In this clinical article, Dr. Christopher Boes of the Mayo Clinic in Rochester, Minnesota and Drs. Manjit Matharu and Peter J Goadsby of the Institute of Neurology and the National Hospital for Neurology and Neurosurgery in London, England discuss the clinical manifestations, etiology, differential diagnosis, diagnostic evaluation, and management of cough headache. In this update, 2 recent, large prospective studies of primary cough headache patients are reviewed. Morphometric MRI studies that have shed new light on the etiology of primary cough headache are summarized, and evidence that CSF leaks may present as cough headache without an orthostatic component is presented. Although indomethacin is typically used to treat primary cough headache, the authors discuss other treatment options, including topiramate.

Key points

  • Primary cough headache is typically bilateral, of sudden onset, lasts less than 1 minute, and is precipitated rather than aggravated by coughing.
  • Primary cough headache can be triggered by other sudden Valsalva maneuvers, but it is not typically triggered by sustained physical exercise.

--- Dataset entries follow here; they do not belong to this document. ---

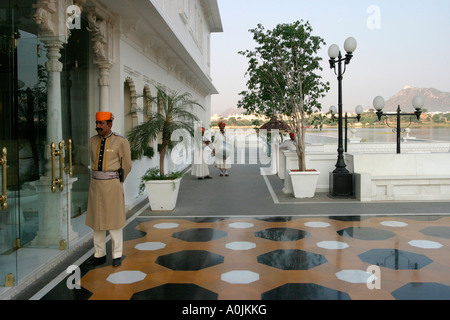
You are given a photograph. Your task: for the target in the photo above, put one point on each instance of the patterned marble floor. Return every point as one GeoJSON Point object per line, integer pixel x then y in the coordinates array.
{"type": "Point", "coordinates": [274, 258]}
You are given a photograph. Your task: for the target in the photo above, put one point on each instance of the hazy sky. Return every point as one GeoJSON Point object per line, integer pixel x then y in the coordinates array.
{"type": "Point", "coordinates": [399, 43]}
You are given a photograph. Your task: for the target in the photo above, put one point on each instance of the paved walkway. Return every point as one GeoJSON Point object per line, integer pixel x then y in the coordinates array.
{"type": "Point", "coordinates": [240, 237]}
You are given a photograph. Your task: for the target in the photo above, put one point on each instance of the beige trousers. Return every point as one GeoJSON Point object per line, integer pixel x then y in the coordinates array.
{"type": "Point", "coordinates": [116, 241]}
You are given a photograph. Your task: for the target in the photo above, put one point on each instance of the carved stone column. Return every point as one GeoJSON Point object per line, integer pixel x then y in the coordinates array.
{"type": "Point", "coordinates": [101, 30]}
{"type": "Point", "coordinates": [54, 119]}
{"type": "Point", "coordinates": [103, 83]}
{"type": "Point", "coordinates": [54, 207]}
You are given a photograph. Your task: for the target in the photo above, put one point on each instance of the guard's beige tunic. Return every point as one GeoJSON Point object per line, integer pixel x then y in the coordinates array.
{"type": "Point", "coordinates": [106, 203]}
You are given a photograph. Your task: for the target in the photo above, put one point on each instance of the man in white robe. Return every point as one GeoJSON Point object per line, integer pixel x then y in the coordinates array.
{"type": "Point", "coordinates": [202, 146]}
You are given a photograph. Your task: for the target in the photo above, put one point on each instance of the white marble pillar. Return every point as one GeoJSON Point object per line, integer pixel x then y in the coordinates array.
{"type": "Point", "coordinates": [104, 83]}
{"type": "Point", "coordinates": [54, 120]}
{"type": "Point", "coordinates": [54, 207]}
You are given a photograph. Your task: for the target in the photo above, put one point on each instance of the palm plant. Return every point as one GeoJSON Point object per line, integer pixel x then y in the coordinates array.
{"type": "Point", "coordinates": [174, 113]}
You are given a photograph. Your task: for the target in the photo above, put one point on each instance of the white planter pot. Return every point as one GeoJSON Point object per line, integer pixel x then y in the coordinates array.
{"type": "Point", "coordinates": [304, 183]}
{"type": "Point", "coordinates": [162, 194]}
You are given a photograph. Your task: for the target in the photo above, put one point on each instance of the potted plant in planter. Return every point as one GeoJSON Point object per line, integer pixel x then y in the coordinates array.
{"type": "Point", "coordinates": [284, 80]}
{"type": "Point", "coordinates": [175, 113]}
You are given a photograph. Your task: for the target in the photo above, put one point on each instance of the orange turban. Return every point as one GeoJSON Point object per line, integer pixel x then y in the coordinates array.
{"type": "Point", "coordinates": [104, 116]}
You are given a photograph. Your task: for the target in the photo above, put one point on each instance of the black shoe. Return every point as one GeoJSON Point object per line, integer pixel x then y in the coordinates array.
{"type": "Point", "coordinates": [117, 262]}
{"type": "Point", "coordinates": [93, 262]}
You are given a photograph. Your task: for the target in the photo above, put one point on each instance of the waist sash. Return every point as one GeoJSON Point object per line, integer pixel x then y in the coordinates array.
{"type": "Point", "coordinates": [105, 175]}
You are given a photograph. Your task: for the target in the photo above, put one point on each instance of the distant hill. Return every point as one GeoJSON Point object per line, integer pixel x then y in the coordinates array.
{"type": "Point", "coordinates": [435, 100]}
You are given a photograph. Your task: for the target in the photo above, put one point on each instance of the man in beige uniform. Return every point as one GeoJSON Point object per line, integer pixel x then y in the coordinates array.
{"type": "Point", "coordinates": [106, 204]}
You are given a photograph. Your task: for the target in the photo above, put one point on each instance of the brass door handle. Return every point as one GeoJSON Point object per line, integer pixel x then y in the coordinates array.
{"type": "Point", "coordinates": [3, 196]}
{"type": "Point", "coordinates": [57, 153]}
{"type": "Point", "coordinates": [69, 142]}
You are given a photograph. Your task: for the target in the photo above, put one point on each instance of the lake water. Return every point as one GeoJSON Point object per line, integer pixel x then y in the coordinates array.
{"type": "Point", "coordinates": [387, 134]}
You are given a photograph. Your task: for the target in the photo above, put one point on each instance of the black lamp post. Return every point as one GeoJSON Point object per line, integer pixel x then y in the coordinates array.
{"type": "Point", "coordinates": [379, 103]}
{"type": "Point", "coordinates": [341, 180]}
{"type": "Point", "coordinates": [359, 110]}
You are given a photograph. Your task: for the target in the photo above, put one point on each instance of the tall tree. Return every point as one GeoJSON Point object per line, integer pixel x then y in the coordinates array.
{"type": "Point", "coordinates": [283, 77]}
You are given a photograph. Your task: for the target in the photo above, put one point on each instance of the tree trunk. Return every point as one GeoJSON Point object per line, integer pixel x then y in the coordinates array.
{"type": "Point", "coordinates": [162, 155]}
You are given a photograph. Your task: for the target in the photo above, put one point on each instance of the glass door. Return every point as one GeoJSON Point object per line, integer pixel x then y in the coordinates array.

  • Every patient presenting with cough headache should have an MRI of the brain to rule out a posterior fossa lesion. The MRI should be done with gadolinium looking for pachymeningeal enhancement because headache secondary to spontaneous leak can present as cough headache alone, with no orthostatic component.
  • Indomethacin is the de facto preventive drug of choice for primary cough headache.